The Center for New Music and Audio Technologies, aka CNMAT (pronounced "SIN-mat"), operates out of what used to be home to 1750 Arch Records, a label with an eclectic catalog that often gave its offices over to bustling performances during the 1970s. The white stucco building looks like a medieval cottage, contrasting with the tech geek-meets-bohemian culture of the organization.
Home base to a tribe of brilliant minds, CNMAT is staffed by a crew of mostly male composers, music students, and tech researchers who favor cargo pants and old T-shirts. On a typical day, the place churns with activity. Most of those who work there – usually about eight or nine people at any given hour – are juggling a half-dozen projects simultaneously, giving the space a whirlwind feel accentuated by the frat-house clutter of most of the studios and labs.

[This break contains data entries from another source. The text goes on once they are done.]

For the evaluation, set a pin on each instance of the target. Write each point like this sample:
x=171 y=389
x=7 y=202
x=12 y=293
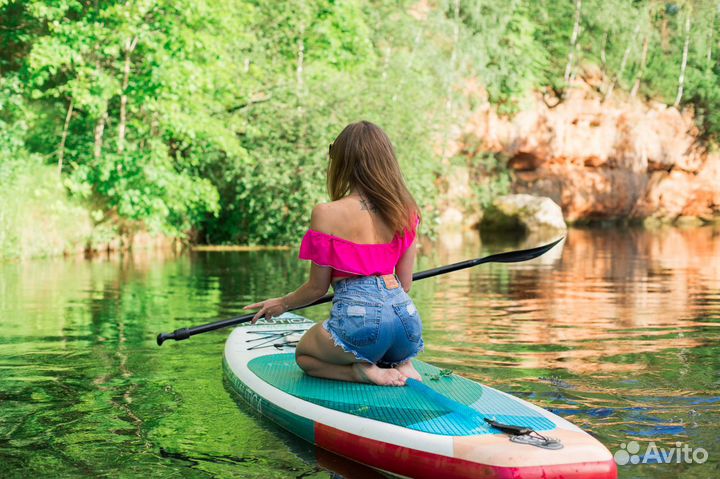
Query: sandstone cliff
x=619 y=159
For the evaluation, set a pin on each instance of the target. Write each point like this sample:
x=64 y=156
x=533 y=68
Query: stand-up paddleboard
x=447 y=426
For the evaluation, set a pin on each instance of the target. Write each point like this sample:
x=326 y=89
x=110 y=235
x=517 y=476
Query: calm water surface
x=617 y=332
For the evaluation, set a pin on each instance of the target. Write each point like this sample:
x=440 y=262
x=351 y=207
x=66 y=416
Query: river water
x=617 y=331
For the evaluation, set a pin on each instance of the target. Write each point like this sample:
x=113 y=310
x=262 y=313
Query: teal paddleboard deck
x=405 y=407
x=435 y=429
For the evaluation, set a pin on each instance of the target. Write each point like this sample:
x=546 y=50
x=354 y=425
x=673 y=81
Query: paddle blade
x=522 y=255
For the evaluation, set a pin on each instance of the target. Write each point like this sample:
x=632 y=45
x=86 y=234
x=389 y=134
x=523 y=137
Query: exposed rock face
x=606 y=160
x=525 y=212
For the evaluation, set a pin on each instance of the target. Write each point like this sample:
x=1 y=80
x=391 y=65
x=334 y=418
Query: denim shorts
x=377 y=324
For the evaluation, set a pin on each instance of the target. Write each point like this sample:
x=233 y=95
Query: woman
x=356 y=243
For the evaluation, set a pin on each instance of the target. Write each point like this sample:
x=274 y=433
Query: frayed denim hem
x=398 y=363
x=341 y=344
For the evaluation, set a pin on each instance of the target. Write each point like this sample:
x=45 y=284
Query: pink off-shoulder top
x=355 y=259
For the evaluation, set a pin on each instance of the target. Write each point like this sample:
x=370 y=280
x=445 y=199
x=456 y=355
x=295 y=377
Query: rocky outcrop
x=619 y=159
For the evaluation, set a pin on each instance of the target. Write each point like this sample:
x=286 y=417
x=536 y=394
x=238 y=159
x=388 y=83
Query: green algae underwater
x=617 y=332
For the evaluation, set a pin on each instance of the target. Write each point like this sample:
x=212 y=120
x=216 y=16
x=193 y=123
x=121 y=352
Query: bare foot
x=370 y=373
x=408 y=370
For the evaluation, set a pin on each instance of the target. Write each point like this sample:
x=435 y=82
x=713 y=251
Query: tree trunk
x=453 y=56
x=99 y=130
x=129 y=47
x=573 y=43
x=643 y=61
x=61 y=148
x=623 y=64
x=683 y=66
x=300 y=61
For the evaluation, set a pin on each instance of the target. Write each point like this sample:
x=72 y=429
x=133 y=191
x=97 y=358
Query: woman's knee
x=304 y=361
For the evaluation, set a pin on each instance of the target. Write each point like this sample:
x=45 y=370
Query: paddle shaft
x=507 y=257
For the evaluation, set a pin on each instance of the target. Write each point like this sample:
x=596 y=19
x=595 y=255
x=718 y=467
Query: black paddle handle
x=507 y=257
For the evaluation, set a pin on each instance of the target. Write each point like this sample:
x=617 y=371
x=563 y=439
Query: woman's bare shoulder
x=324 y=217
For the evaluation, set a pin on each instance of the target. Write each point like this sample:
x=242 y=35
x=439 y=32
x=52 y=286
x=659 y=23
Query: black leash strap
x=525 y=435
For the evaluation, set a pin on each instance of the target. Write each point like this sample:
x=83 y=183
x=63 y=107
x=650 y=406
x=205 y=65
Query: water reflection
x=618 y=331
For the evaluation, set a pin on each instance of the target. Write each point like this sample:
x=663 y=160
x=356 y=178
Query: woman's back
x=352 y=219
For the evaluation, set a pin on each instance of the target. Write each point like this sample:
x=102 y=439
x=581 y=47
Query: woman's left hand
x=268 y=308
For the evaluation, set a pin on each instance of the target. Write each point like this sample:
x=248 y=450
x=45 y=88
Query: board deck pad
x=403 y=406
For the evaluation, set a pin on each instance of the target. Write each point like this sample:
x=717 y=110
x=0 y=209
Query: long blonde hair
x=362 y=158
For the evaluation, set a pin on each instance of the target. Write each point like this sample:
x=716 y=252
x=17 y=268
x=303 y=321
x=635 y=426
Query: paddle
x=507 y=257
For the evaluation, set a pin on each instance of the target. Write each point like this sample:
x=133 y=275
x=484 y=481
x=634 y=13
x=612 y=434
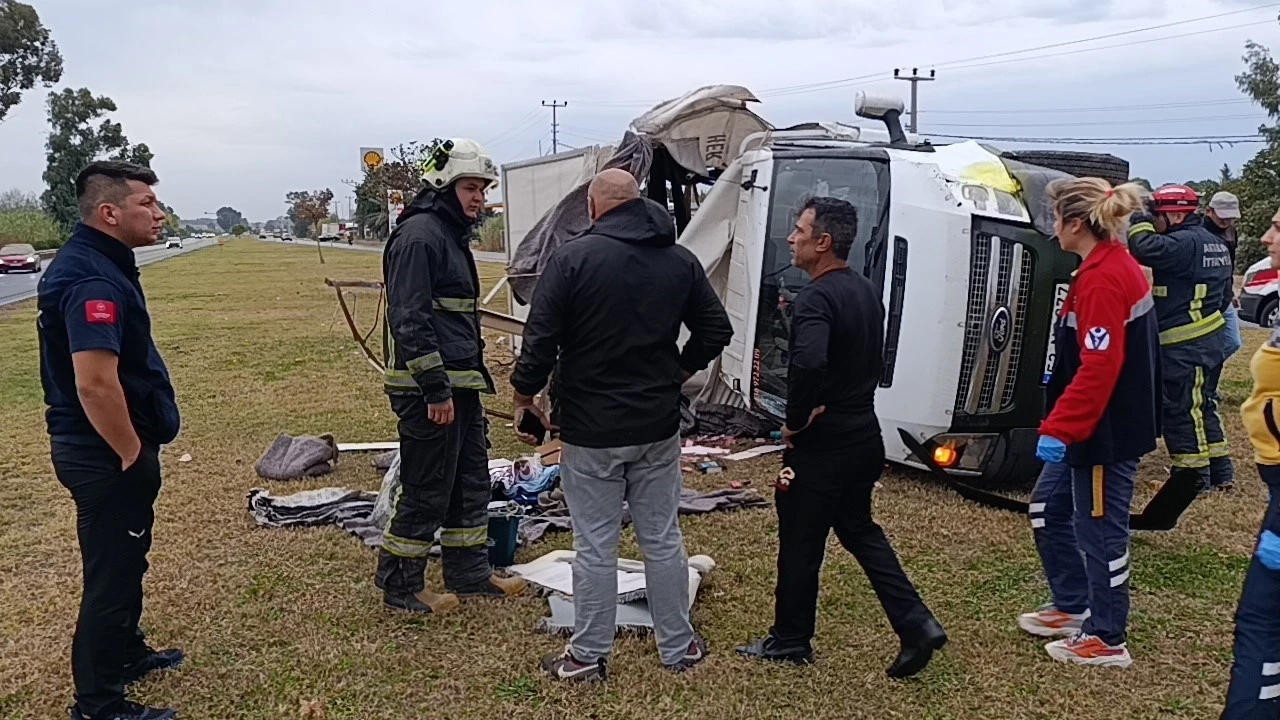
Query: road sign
x=370 y=158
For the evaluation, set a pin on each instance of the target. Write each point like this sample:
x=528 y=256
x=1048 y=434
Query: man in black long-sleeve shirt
x=835 y=450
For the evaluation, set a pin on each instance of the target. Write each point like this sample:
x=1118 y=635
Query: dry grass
x=287 y=624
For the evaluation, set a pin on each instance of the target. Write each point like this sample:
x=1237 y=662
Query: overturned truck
x=956 y=237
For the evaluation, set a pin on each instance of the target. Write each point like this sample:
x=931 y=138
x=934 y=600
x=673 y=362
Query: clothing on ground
x=597 y=482
x=1080 y=522
x=91 y=299
x=115 y=515
x=836 y=343
x=606 y=318
x=831 y=490
x=444 y=486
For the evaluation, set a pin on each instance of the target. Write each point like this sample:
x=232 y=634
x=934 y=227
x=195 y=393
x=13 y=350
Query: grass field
x=273 y=620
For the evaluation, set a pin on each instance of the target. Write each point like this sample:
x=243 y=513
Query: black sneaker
x=695 y=654
x=771 y=648
x=126 y=710
x=565 y=666
x=151 y=661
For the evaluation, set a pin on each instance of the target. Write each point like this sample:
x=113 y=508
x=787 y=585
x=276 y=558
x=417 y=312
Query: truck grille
x=1000 y=282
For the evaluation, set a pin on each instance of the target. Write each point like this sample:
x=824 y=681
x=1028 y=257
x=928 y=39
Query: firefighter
x=1191 y=274
x=435 y=374
x=1255 y=692
x=1104 y=418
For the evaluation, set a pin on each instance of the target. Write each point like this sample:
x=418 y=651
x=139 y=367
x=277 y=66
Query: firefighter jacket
x=1105 y=392
x=432 y=338
x=1261 y=411
x=1192 y=277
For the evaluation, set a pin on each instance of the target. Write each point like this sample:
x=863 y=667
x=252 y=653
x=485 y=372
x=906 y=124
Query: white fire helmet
x=461 y=158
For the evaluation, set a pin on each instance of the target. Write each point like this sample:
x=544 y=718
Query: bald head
x=608 y=190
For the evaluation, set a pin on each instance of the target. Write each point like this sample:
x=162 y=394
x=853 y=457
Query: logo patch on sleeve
x=1097 y=338
x=100 y=311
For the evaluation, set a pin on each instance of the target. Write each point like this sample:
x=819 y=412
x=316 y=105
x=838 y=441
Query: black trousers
x=444 y=486
x=831 y=490
x=115 y=511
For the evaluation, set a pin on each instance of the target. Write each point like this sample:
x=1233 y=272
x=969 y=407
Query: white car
x=1260 y=297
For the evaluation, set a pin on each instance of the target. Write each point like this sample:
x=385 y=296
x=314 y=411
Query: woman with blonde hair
x=1104 y=415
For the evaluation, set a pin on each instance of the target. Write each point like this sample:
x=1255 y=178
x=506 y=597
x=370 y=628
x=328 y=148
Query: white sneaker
x=1048 y=621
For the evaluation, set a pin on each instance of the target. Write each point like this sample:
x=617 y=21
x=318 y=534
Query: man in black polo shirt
x=110 y=409
x=835 y=450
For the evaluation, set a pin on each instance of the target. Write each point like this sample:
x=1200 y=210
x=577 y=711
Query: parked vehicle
x=1260 y=297
x=18 y=258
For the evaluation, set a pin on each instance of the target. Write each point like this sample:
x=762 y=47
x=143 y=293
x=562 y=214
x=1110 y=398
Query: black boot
x=773 y=650
x=915 y=656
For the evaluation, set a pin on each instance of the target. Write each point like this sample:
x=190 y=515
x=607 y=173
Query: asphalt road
x=18 y=287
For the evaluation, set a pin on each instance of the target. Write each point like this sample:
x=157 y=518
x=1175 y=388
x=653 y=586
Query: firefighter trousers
x=1192 y=425
x=444 y=486
x=1255 y=692
x=1080 y=522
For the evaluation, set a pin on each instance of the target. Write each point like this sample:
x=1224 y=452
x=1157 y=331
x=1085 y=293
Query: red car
x=18 y=259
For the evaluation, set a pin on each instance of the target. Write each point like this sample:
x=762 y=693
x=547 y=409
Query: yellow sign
x=371 y=158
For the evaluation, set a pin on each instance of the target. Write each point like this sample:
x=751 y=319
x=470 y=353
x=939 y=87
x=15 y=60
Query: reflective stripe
x=1200 y=328
x=467 y=379
x=455 y=304
x=1141 y=227
x=429 y=361
x=465 y=537
x=405 y=547
x=1100 y=506
x=1118 y=564
x=1197 y=460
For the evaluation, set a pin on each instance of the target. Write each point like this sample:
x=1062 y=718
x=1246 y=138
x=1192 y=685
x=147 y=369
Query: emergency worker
x=1255 y=692
x=435 y=374
x=1104 y=401
x=1191 y=272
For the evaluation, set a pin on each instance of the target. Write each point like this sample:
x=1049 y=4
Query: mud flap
x=1162 y=511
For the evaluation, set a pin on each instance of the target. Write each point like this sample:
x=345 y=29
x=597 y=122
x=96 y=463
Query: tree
x=228 y=218
x=307 y=209
x=78 y=136
x=28 y=55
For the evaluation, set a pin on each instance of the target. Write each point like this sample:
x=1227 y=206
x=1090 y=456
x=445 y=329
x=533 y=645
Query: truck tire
x=1110 y=168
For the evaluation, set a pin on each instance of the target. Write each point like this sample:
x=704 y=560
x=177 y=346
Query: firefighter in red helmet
x=1192 y=277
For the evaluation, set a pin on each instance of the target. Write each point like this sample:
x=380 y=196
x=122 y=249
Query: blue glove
x=1269 y=550
x=1051 y=450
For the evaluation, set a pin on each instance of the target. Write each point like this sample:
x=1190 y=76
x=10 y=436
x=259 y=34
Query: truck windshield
x=862 y=182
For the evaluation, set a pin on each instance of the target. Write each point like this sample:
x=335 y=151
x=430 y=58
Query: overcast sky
x=243 y=100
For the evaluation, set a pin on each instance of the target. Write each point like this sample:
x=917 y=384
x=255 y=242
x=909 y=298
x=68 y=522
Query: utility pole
x=915 y=80
x=554 y=106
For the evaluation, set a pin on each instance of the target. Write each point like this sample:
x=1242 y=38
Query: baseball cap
x=1226 y=205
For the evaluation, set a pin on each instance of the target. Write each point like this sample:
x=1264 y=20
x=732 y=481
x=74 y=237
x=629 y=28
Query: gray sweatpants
x=595 y=483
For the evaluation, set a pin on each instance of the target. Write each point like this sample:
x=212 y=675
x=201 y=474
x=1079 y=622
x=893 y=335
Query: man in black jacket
x=434 y=377
x=607 y=317
x=835 y=450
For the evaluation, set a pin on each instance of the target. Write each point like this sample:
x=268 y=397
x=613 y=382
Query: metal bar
x=1011 y=297
x=973 y=404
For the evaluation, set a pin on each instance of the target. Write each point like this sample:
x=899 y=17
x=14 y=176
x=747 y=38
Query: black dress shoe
x=775 y=651
x=917 y=656
x=151 y=661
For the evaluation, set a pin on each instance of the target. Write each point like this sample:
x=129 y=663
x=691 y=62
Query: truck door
x=862 y=181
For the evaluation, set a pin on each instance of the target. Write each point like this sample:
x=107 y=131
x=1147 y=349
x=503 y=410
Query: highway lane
x=18 y=287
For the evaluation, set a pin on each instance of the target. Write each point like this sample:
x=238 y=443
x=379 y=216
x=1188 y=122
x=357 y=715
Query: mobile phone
x=531 y=425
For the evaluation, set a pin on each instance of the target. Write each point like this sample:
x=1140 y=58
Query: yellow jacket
x=1261 y=411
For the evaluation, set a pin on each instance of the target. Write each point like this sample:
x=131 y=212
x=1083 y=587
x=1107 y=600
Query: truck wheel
x=1110 y=168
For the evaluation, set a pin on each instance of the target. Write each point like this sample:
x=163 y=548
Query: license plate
x=1051 y=354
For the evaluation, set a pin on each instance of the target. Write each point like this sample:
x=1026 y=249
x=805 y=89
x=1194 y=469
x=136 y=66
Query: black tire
x=1110 y=168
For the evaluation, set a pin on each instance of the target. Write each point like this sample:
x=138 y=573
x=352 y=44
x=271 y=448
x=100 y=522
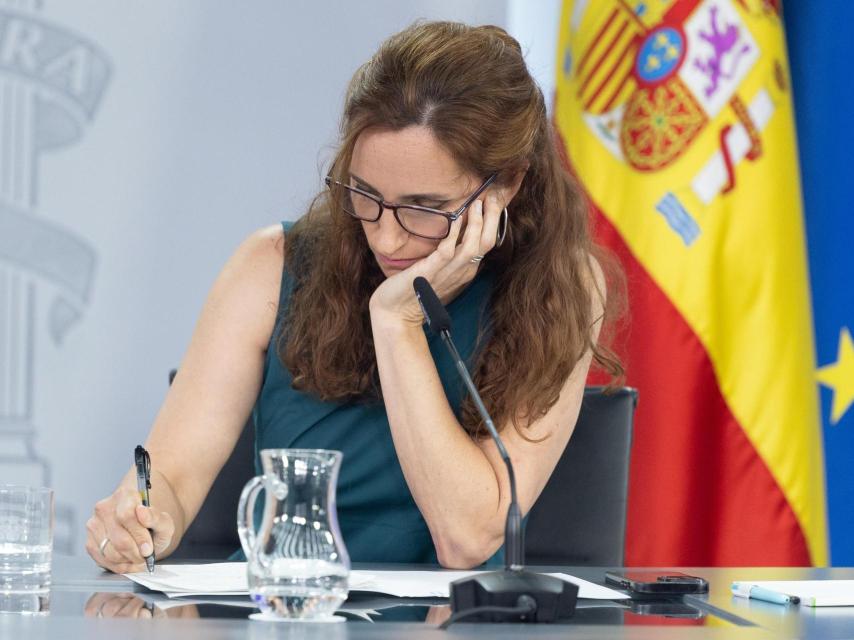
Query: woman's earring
x=502 y=228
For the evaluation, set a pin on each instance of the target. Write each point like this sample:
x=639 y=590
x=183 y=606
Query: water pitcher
x=296 y=560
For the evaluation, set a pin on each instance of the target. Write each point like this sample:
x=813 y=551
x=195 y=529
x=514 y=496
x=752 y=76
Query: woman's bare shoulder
x=245 y=296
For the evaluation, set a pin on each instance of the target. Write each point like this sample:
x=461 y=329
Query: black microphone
x=513 y=594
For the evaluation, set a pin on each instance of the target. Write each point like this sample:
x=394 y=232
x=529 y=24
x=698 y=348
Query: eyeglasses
x=424 y=222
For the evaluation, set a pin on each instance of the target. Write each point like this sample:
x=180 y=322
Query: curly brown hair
x=471 y=88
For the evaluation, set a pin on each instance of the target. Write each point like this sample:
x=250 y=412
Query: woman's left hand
x=448 y=269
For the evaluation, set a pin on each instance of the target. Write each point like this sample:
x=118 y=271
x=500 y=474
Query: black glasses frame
x=450 y=216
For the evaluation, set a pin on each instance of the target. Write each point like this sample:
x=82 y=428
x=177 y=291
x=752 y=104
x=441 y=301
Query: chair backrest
x=580 y=517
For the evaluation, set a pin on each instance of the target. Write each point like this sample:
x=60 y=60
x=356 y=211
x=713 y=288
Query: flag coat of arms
x=676 y=117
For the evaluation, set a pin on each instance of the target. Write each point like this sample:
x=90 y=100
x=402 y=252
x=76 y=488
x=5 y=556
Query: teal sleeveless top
x=379 y=519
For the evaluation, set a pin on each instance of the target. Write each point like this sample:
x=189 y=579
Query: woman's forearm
x=450 y=477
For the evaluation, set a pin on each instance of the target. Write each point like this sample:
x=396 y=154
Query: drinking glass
x=26 y=542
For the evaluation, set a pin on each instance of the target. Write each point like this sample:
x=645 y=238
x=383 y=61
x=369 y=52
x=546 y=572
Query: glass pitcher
x=296 y=560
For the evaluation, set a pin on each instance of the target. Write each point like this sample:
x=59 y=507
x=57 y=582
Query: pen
x=143 y=483
x=761 y=593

Exhibit A: Adrian Freed's office on the basement level. Ninety percent of its floor space is covered in boxes, sheets of paper, and other detritus. Three computer monitors sit on his desk, which is overwhelmed by yet more papers, trash, and abandoned audiotapes; spiders have attached webs to the windowpanes.
"I'm about 25 years behind in my filing," Freed jokes when he invites guests inside.
On the outside of his door, Freed has posted a fortune that he saved from a meal at a Chinese restaurant. It reads: "The greatest pleasure in life is doing what people say you cannot do."
CNMAT is full of people like Adrian Freed doing what others say can't be done.
Founded in 1988 by now-retired UC Berkeley professor Richard Felciano, the organization is an offshoot of the university's music department. It works with students from various academic backgrounds such as physics, engineering, and dance in an effort to find ways that technology can drive music in new directions. CNMAT is just one of numerous computer music research institutions dedicated to this mission, with other notables including Stanford University's Center for Computer Research in Music and Acoustics, MIT's Media Lab, and Paris' Institut de Recherche et Coordination Acoustique/Musique (IRCAM), founded by famed composer Pierre Boulez. This international community has, for more than four decades, labored to elicit new sonic possibilities from technology, and Freed has based much of his research – including his work on the MaGIC guitar – on this world.